I conti del Comune in sofferenza| Obiettivo salvare le "partecipate" - Live Sicilia

I conti del Comune in sofferenza| Obiettivo salvare le “partecipate”

Ok al consolidato, la scommessa non è solo coprire i buchi di Rap e Amat ma garantirne stabilità.

PALERMO – Mettere in sicurezza i conti del Comune, ma soprattutto salvare le società partecipate dal rischio default. Non è certo una missione facile quella che attende l’amministrazione Orlando, che dopo aver incassato il disco verde del consiglio comunale sul consolidato 2016 si ritrova a dover far quadrare i conti in vista del bilancio di previsione. La legge impone infatti ai comuni, e Palermo non fa eccezione, di considerare il proprio bilancio e quello delle sue principali aziende come un tutt’uno. Un modo, nelle intenzioni del legislatore, per evitare che gli enti locali scarichino tagli e sacrifici su società poi destinate al fallimento, salvando invece i propri conti. Un atto che dovrebbe essere quasi una formalità, ma che nel capoluogo siciliano è divenuto un vero e proprio caso politico.

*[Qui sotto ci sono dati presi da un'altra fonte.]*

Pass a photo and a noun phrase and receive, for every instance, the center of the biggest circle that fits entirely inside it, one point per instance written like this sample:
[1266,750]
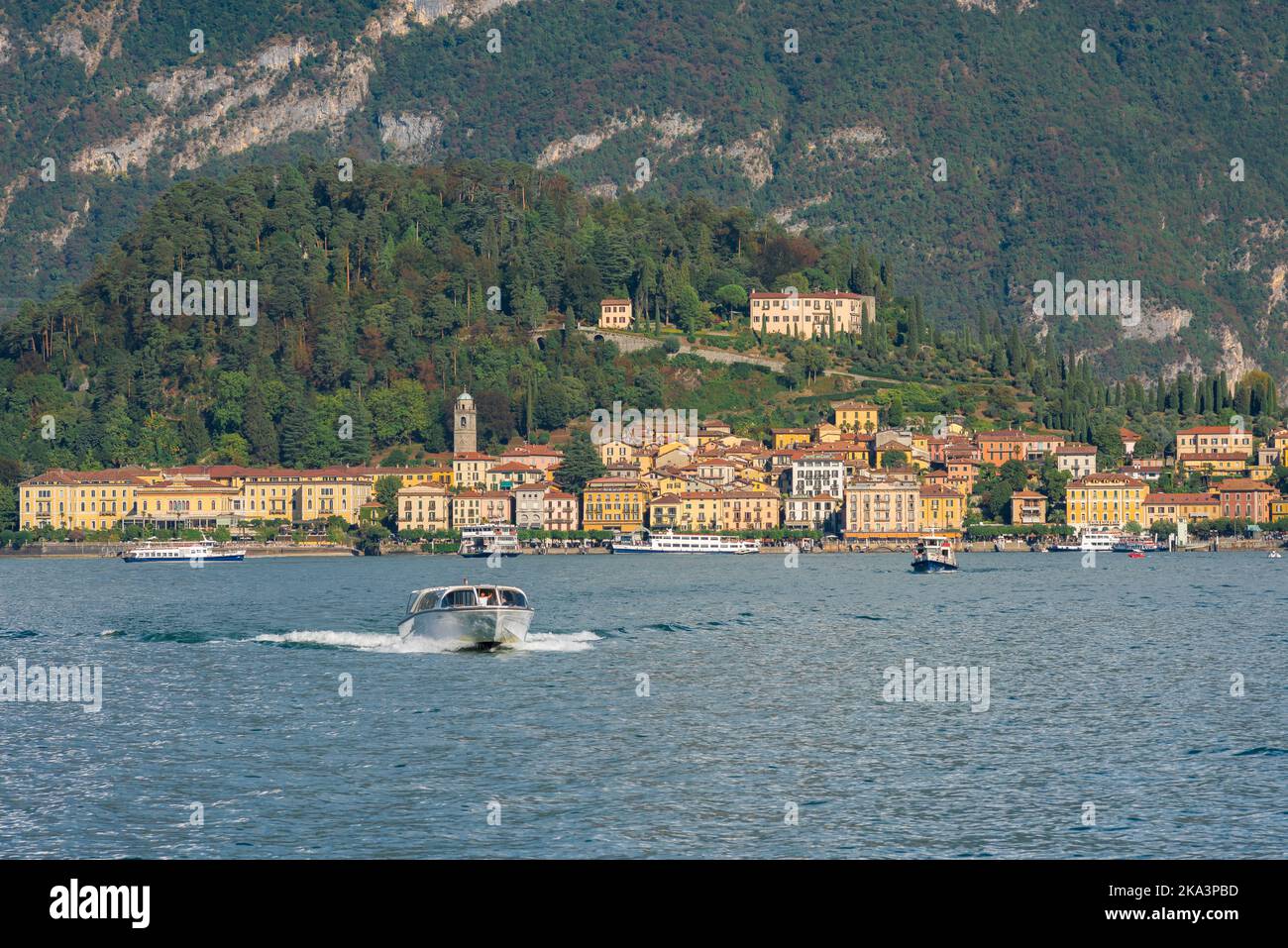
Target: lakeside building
[855,416]
[471,468]
[613,504]
[1078,460]
[1244,498]
[1106,500]
[889,483]
[941,510]
[424,506]
[810,314]
[812,474]
[1212,463]
[1000,447]
[1175,507]
[614,314]
[787,438]
[748,510]
[1214,440]
[465,425]
[1028,507]
[883,510]
[475,507]
[815,511]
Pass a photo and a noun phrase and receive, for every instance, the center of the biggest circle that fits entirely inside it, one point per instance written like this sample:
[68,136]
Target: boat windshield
[420,601]
[514,597]
[459,597]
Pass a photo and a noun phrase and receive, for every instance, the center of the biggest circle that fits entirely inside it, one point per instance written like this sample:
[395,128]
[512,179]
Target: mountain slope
[1103,165]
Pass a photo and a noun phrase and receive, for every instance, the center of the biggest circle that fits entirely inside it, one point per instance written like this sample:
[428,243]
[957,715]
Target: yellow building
[331,492]
[469,469]
[1214,440]
[941,510]
[1106,500]
[616,451]
[810,314]
[424,506]
[614,314]
[748,510]
[789,437]
[475,507]
[1224,464]
[690,511]
[855,416]
[883,510]
[1180,506]
[613,504]
[80,500]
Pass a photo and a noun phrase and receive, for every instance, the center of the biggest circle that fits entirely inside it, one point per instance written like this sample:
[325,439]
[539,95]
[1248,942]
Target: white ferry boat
[488,539]
[468,614]
[204,552]
[670,541]
[934,556]
[1093,540]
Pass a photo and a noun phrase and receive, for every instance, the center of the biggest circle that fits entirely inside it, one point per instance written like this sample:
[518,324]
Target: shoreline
[91,552]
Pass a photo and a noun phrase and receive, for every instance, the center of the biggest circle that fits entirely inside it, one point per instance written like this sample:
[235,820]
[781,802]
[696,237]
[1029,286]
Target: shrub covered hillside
[1106,161]
[381,296]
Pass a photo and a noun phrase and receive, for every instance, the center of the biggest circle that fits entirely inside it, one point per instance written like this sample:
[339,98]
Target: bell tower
[465,425]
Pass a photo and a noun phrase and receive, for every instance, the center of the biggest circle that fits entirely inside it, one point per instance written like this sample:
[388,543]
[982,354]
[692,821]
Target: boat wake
[395,644]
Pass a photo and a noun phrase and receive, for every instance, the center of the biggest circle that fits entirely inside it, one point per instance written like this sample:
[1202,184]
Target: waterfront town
[848,475]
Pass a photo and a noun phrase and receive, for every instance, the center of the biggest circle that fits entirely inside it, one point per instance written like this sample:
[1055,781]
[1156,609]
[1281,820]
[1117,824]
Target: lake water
[764,730]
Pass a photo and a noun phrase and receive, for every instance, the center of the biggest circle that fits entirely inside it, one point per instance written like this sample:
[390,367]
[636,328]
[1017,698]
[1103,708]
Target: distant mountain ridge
[1113,163]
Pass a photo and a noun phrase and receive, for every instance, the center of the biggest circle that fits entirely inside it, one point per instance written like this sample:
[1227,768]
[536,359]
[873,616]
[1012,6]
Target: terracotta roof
[1245,484]
[827,295]
[1183,498]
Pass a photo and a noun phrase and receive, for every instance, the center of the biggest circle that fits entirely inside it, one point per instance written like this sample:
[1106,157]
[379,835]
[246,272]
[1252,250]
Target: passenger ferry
[468,614]
[202,552]
[647,541]
[1090,541]
[488,539]
[934,556]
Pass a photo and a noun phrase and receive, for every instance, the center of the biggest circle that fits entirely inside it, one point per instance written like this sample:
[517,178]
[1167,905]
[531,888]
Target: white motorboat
[1093,540]
[934,556]
[202,552]
[468,614]
[670,541]
[489,540]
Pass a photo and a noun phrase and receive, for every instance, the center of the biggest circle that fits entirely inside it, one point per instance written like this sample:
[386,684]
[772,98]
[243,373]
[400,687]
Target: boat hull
[480,625]
[928,566]
[211,558]
[679,553]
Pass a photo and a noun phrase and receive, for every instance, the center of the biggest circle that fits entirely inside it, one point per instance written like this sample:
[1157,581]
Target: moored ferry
[934,556]
[670,541]
[489,539]
[202,552]
[1090,541]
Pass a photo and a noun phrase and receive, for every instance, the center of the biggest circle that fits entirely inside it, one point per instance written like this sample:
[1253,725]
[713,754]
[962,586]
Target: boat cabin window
[421,600]
[458,597]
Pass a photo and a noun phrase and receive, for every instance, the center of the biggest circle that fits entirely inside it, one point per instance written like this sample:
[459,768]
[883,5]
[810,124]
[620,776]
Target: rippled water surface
[222,686]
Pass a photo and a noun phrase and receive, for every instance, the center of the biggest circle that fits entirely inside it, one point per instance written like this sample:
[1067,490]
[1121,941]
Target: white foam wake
[558,642]
[366,642]
[387,642]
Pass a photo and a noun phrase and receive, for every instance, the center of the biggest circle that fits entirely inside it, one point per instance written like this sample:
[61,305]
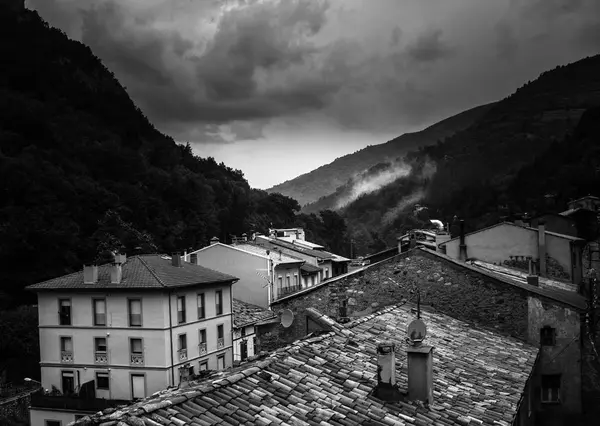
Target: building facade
[265,275]
[126,330]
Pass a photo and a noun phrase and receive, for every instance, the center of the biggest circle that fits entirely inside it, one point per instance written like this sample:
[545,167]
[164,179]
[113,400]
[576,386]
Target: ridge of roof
[555,234]
[565,297]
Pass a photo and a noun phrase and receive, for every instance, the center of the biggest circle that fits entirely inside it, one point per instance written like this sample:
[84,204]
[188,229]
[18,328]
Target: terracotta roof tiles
[479,377]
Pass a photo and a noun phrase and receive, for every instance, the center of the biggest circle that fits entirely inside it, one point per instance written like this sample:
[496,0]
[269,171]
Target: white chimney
[116,273]
[90,274]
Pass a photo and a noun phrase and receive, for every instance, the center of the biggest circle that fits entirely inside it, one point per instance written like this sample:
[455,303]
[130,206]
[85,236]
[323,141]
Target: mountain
[523,147]
[309,187]
[83,171]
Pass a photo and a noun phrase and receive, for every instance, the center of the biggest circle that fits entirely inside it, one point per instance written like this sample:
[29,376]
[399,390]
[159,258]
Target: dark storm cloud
[429,47]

Sala delle Lapidi ci ha messo due settimane per esitare l’atto e la maggioranza ha dovuto fare i conti anche con qualche defezione: astenuto il capogruppo di Popolari e democratici Francesco Scarpinato, assenti al momento del voto i consiglieri dem Rosario Arcoleo e Carlo Di Pisa, Caterina Meli di Sicilia Futura e Marcello Susinno di Sinistra Comune. Ma sono stati giorni di passione non solo per le continue querelle con le opposizioni, ma soprattutto per i mal di pancia tra gli orlandiani e le liti tra questi e l’assessore Gentile, prima che scoppiasse nuovamente la pace.

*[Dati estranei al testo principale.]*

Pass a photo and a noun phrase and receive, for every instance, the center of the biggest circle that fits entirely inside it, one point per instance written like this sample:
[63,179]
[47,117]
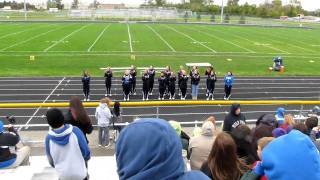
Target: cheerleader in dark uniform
[211,80]
[86,85]
[126,85]
[152,73]
[162,85]
[172,85]
[145,85]
[108,80]
[133,74]
[184,85]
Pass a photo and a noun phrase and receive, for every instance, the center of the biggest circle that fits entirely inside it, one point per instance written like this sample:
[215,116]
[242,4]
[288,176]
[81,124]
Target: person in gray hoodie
[103,116]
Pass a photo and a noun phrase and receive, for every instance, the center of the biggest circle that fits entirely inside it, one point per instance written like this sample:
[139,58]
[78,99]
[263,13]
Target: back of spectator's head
[149,149]
[301,127]
[311,122]
[278,132]
[55,118]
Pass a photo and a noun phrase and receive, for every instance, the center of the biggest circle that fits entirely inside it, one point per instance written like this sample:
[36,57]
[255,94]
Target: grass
[61,49]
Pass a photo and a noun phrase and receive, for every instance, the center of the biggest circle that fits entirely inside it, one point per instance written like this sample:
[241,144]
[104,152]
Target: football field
[68,48]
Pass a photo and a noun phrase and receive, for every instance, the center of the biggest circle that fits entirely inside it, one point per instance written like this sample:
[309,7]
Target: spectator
[9,140]
[66,147]
[158,155]
[77,116]
[223,162]
[280,115]
[242,137]
[234,118]
[200,146]
[103,116]
[292,156]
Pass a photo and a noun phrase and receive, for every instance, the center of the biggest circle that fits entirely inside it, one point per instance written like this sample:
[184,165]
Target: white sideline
[169,27]
[56,43]
[155,32]
[98,38]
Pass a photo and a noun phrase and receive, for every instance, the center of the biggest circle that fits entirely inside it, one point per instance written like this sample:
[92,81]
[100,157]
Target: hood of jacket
[61,135]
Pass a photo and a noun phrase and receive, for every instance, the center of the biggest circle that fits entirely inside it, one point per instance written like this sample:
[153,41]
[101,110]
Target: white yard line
[34,37]
[129,36]
[155,32]
[191,38]
[98,38]
[65,37]
[37,110]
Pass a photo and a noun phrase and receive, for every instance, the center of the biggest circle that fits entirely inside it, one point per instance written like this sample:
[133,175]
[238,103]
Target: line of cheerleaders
[166,81]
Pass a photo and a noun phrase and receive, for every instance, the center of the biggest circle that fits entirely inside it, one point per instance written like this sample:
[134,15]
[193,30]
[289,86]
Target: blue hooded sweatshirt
[151,149]
[280,115]
[290,157]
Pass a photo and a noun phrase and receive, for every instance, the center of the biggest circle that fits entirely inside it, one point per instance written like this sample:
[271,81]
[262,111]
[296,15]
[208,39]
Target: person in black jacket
[152,73]
[211,83]
[108,80]
[172,85]
[145,85]
[133,74]
[184,85]
[127,84]
[234,118]
[162,85]
[86,85]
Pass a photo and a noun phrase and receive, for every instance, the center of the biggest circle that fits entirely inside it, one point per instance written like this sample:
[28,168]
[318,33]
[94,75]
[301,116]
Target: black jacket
[232,120]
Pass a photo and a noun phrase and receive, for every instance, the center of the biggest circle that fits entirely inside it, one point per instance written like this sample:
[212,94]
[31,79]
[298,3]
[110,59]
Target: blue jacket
[151,149]
[228,80]
[292,156]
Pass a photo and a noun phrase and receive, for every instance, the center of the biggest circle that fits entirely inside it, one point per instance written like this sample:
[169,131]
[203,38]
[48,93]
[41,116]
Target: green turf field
[68,48]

Una tensione dovuta ai così detti disallineamenti, cioè alle differenze tra i conti del Comune e quelli delle sue partecipate su debiti e crediti. In pratica si tratta di soldi che le aziende ritengono di dover ricevere e che Palazzo delle Aquile ritiene invece non dovuti: una questione vecchia anche di vent’anni, ma che adesso la legge obbliga a risolvere una volta e per tutte. Il sindaco ha incaricato i più alti dirigenti comunali di fare il punto sulla questione e ne è venuto fuori un quadro assai critico: i disallineamenti, al 31 dicembre 2016, sono pari a 42 milioni di euro. Per eliminarli, la strada individuata è quella del 50-50: circa metà dovrà pagarli il Comune, individuandoli nel prossimo bilancio di previsione, ma l’altra metà ricadrà sulle spalle delle società (anche se in realtà a pagare sono sempre i contribuenti, trattandosi di società a intero capitale pubblico). I numeri saranno contenuti nella direttiva che il sindaco dovrebbe firmare da qui a breve, ma si parla di circa cinque milioni per Rap e di 3,5 per Amap, altri nove sarebbero invece a carico di Amat. Cifre rimaste riservate per giorni, ignote perfino alla stessa maggioranza.

Tutto qui? No, perché l’unità di crisi ha certificato che ci sarebbero altri 20 milioni di disallineamenti, tutti a carico di Amat, che si aggiungono a quelli già certificati. Il contratto di servizio prevede infatti che la società percepisca una certa somma per una quantità minima di chilometri percorsi ogni anno; in passato, però, l’Amat non l’ha sempre fatto e ha pagato una semplice penale da 50mila euro. Secondo i dirigenti, invece, la penale non basterebbe, il che significa che l’azienda avrebbe percepito soldi che in realtà non erano dovuti e che quindi adesso vanno restituiti. Tesi che, ovviamente, l’Amat contesta. Una situazione paradossale, se si considera che i bilanci delle aziende, in questi anni, sono stati tutti approvati sia dagli organismi di controllo che dal socio unico, cioè lo stesso Comune, malgrado – fanno notare i dirigenti – si sapesse che sui disallineamenti c’era qualcosa che non andava.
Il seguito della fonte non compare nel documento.